Induksi persalinan non kimiawi dilakukan dengan berbagai cara, misalnya memasang kateter di mulut rahim supaya terbuka, atau bisa juga dengan pemasangan alat tertentu untuk melunakkan mulut rahim.

Selain itu, dokter bisa juga memicu kontraksi dengan menggunakan obat tertentu, seperti oksitosin. Namun demikian, jika cara-cara ini masih tidak berhasil, Mom kemungkinan harus menjalani persalinan melalui operasi caesar.

Pasca bayi lahir

Bayi yang lahir melebihi 2 minggu dari HPL cenderung memiliki kulit merah, lebih kering dan mengelupas.

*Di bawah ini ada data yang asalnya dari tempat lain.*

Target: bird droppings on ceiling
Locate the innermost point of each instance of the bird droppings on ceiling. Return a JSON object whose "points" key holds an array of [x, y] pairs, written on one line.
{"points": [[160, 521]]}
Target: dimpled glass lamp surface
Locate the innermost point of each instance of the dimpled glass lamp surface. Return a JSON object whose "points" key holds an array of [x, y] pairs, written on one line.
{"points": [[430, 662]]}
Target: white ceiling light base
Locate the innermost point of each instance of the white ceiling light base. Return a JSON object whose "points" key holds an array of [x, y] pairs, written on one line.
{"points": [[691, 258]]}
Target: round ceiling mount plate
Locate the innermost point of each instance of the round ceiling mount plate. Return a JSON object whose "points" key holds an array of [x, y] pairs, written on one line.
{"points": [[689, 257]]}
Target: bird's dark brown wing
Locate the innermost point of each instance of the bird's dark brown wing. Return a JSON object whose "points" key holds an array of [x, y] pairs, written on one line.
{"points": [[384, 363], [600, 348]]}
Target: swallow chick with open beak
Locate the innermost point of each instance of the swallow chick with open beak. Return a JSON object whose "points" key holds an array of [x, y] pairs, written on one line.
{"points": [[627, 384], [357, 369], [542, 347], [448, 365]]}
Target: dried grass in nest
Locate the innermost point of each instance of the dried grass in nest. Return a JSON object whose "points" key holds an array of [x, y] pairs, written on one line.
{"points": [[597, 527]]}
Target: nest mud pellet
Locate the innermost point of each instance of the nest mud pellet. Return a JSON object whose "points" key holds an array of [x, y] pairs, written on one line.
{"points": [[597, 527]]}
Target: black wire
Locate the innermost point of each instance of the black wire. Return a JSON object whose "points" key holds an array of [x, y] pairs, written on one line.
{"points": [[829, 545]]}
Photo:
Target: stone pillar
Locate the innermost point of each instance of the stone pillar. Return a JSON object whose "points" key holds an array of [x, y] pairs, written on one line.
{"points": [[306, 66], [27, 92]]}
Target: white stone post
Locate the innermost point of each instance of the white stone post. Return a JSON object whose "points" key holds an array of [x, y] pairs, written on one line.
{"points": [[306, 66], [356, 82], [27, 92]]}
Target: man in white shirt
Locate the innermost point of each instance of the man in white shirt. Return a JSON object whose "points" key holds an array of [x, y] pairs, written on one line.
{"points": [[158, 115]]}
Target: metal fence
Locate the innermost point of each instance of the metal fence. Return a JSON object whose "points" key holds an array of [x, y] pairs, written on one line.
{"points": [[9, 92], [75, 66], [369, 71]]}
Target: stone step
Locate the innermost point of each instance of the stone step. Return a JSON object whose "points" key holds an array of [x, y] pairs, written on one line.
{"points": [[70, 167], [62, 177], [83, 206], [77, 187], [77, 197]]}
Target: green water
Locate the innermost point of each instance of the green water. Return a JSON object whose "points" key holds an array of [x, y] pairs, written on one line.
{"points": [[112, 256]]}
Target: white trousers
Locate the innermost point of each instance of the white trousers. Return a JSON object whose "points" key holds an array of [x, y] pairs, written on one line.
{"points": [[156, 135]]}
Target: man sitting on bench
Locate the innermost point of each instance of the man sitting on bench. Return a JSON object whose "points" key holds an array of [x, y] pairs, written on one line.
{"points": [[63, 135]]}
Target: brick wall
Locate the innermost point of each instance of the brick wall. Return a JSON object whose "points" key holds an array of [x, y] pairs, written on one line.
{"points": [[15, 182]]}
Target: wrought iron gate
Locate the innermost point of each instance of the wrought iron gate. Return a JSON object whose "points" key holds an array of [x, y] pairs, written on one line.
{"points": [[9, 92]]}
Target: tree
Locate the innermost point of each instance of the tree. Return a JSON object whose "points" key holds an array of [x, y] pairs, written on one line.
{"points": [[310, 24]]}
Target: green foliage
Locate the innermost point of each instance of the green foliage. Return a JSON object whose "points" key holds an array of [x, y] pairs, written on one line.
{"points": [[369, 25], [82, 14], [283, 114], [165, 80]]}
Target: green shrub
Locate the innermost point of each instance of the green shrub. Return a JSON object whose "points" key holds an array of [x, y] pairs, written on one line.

Ini diakibatkan mereka kehilangan vernix, yaitu lapisan berminyak yang berfungsi untuk menghentikan kulit bayi mengering dalam cairan air ketuban.

Pasca bayi lahir, Mom tidak disarankan untuk memakaikan sesuatu yang bertujuan untuk melembabkan kulit bayi yang kasar ini. Sebab lapisan merah di kulit bayi akan terkelupas dengan sendirinya.

Keluhan ibu hamil di usia kehamilan 41 minggu

Barangkali Mom merasa frustrasi, cemas dan stres karena si bayi tak kunjung menunjukkan tanda-tanda mau lahir. Tapi tenang, Mom. Ini adalah kondisi yang normal, kok. Keluhan ibu hamil di trimester 3 akhir ini bisa meliputi:

  • Kontraksi tanpa rasa sakit/kontraksi palsu
  • Lebih mudah lelah
  • Susah tidur
  • Nyeri di area perut karena rahim semakin membesar
  • Sakit punggung
  • Sakit kepala
  • Kram di kaki
  • Sembelit
  • Tubuh mudah terasa panas
  • Kulit menjadi lebih berminyak dan mudah muncul jerawat

Selain itu, di usia kehamilan 41 minggu Mom bisa jadi masih merasakan gejala kehamilan yang sudah dirasakan di kehamilan trimester 1 dan 2 silam. Keluhan-keluhan ini memang disebabkan oleh hormon kehamilan, seperti:

  • Mual di pagi hari (morning sickness)
  • Ngidam sesuatu yang aneh
  • Indra penciuman menjadi lebih tajam

Meski bayi mungkin lahir terlambat, Mom tetap harus menjaga kesehatan serta mulai mempersiapkan peralatan bayi baru lahir sambil menunggu tibanya waktu persalinan. Perlengkapan bayi baru lahir itu lumayan kompleks, lho Mom. Jadi, persiapkan kebutuhan si kecil lebih awal, ya! Semoga lancar persalinannya!